Last year, then finance minister P. Chidambaram had promised tens of thousands of banking jobs. It was, of course, a vote-gathering gambit. The Congress failed to return to power and the jobs (but for those strictly necessary) never saw the light of day. The Narendra Modi government has started with a different agenda and public sector jobs as an alternative to dole isn't one of them. This, of course, is the simplest way in which the government destroys jobs. Just big promises that aren't kept. There are more complex ways to achieve the same thing.

Take, for instance, government projects. The last central cabinet was excellent at this. It would announce that so many miles of highways were being constructed or so many kilometres of railway tracks were being added. But there was no budget and no will to implement these plans. All the money available went to social schemes such as the Mahatma Gandhi National Rural Employment Guarantee Act.

These are involuntary developments. But the government can be in more active job destruction mode. Take the number of permissions required to set up a new business unit. This is the era of startups between an Ola and a Uber or between an E-bay and a Quikr is a matter of who comes first. An early government go ahead is thus imperative.

According to doingbusiness.org, in India you need an average of 13 days and 30 procedures to set up a company. And that's being lucky. Other people who generate the same statistic place it at much higher. One of the first promises Modi made when he was voted to power was to make it easier to do business in India. But evidence of the ground shows that we still have a long way to go.

The real reason is that Indians are overly fond of heritage. For very many years the Union Budget used to be presented at 5 pm. Ever wondered why? It's a tradition which started with the House of Parliament in London (which is five-and-a-half hours removed in time) commencing the day's proceedings at 11 am.
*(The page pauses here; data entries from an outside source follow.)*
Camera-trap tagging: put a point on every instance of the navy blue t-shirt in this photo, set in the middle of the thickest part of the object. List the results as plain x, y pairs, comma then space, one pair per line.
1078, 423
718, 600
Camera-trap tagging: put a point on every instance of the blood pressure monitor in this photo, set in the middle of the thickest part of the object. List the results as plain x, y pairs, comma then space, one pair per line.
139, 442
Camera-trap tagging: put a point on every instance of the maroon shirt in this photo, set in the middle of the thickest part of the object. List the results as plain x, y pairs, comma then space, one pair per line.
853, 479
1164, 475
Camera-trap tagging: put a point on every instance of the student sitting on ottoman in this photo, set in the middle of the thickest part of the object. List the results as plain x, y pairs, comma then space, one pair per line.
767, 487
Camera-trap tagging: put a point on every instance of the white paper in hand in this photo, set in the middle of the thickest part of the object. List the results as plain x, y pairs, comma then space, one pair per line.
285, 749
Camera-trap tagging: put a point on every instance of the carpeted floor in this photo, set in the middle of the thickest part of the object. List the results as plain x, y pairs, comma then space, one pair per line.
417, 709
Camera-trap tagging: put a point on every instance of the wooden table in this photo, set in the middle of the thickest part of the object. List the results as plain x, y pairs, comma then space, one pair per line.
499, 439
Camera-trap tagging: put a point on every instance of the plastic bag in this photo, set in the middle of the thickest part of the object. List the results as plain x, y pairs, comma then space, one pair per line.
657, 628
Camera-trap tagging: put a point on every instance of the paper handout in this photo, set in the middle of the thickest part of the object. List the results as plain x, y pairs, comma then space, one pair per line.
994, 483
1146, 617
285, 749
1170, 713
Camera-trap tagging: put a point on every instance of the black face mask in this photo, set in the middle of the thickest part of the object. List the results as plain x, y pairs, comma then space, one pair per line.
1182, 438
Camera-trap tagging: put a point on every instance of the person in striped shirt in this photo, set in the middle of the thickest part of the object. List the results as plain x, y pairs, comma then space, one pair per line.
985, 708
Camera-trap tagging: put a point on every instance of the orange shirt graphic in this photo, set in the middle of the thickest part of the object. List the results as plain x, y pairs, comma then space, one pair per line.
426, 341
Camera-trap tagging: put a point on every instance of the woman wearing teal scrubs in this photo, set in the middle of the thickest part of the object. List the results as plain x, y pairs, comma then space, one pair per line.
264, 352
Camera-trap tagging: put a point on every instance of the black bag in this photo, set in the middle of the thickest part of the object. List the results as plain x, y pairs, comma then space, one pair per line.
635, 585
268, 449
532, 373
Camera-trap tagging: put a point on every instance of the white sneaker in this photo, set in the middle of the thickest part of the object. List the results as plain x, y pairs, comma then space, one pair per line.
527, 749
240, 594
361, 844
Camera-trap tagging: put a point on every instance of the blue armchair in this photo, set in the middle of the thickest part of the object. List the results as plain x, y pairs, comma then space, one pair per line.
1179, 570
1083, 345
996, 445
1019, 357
This would give punters on the London stock exchange a chance to buy and sell their India securities. By the same yardstick, laws remain on our books which have no relevance to the environment today. Some heinous crimes attract a fine of just Rs 1,000. At the same time, the punishment includes a prison sentence of 20 years. At one time perhaps, 20 years was comparable to Rs 1,000. Today Rs 1,000 is something you give a monkey when you run out of peanuts.

Every year, new laws are enacted. Take the minimum salary as prescribed by the government. It is nobody's case that there should not be a minimum salary; in its absence workers can be exploited. But the government feels it is at liberty to dictate how much should be given. The Payment of Gratuity Act and the Payment of Bonus Act are self explanatory. Just like the minimum support price for sugarcane, for instance have driven mills out of business, all payments made in a policy vacuum and ignorance of the real nature of the harvest can lead to disaster. But, then, farmers are a very strong lobby.

There are several other ways in which the government destroys jobs. The labour laws of the land would apparently seem to encourage job continuity. But the truth is just the reverse. Several industrial units have closed down because the government failed to recognise this. The mills in Mumbai - stark eyesores now being converted into residential property - are a testimony to this short sightedness.

In other places, workers were given a voluntary retirement scheme. Any government may start with the best of intentions but the involuntary consequences of its actions can cripple labour. So is it not better for the Prime Minister and the rest of his tribe to concentrate on meeting leaders from other countries. That way everyone is kept busy - and happy.